Es ist eine Hexennacht.« Er ließ Arved stehen und
verschwand durch den Haupteingang im Westwerk.
    Ob damit die seltsamen Taten der Bewohner von Großlittgen
und Minderlittgen in Zusammenhang standen? Unwillkürlich musste
er wieder an Lydia Vonnegut denken. In ihren letzten Tagen war sie
ihm immer mehr wie eine Hexe erschienen. Als der Tag ihres Todes
gekommen war und sie spürte, wie ihre Kraft versickerte, schrie
sie vor Entsetzen auf. Sie schien seltsamerweise keine Schmerzen mehr
zu haben, aber nun kam doch die Angst. Die starke Frau, deren
Todesweg Arved über ein Jahr lang begleitet hatte, kreischte wie
ein kleines Kind, das sich dem Schwarzen Mann gegenübersieht.

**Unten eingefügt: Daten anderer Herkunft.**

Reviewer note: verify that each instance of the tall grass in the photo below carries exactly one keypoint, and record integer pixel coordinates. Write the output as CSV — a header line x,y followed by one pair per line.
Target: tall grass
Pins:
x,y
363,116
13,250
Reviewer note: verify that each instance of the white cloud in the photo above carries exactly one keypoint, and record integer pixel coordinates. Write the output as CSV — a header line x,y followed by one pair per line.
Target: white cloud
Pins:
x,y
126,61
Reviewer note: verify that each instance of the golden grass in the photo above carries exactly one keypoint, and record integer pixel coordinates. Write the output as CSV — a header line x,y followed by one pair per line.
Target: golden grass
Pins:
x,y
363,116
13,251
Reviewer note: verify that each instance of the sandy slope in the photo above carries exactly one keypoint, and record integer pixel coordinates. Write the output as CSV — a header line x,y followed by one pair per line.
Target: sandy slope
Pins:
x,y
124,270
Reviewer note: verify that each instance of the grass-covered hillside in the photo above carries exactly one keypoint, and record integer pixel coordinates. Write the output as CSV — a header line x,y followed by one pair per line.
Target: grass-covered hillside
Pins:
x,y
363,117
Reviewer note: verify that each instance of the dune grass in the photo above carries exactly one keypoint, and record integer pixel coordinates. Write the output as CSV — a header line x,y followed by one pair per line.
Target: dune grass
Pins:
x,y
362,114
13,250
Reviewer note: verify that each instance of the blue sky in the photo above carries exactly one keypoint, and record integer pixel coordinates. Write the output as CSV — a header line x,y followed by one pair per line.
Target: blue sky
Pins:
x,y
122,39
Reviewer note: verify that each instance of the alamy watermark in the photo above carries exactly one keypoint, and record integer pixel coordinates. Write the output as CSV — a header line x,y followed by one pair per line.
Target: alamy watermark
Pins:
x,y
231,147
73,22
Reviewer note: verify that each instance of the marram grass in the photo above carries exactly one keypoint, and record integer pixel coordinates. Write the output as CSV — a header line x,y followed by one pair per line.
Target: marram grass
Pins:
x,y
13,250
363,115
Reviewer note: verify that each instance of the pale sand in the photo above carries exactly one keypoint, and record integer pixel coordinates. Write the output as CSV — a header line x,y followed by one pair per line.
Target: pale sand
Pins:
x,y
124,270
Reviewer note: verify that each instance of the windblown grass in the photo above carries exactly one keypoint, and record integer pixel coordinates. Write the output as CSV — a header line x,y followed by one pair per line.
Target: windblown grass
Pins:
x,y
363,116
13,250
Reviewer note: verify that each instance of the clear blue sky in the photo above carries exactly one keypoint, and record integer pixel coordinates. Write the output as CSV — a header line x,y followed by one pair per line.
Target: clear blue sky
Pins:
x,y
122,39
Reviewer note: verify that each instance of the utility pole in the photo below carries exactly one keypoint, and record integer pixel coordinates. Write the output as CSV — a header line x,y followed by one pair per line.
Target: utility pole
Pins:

»Da steht er!«, brüllte sie mit letzter Kraft.
»Da steht er!« Dabei zeigte sie in die dunkelste
Zimmerecke.
    Arved hatte tatsächlich geglaubt, dort stehe jemand. Es war
ein schwarzer Umriss, nicht größer als sie selbst –
starr, schweigend, unerschütterlich. Wartend.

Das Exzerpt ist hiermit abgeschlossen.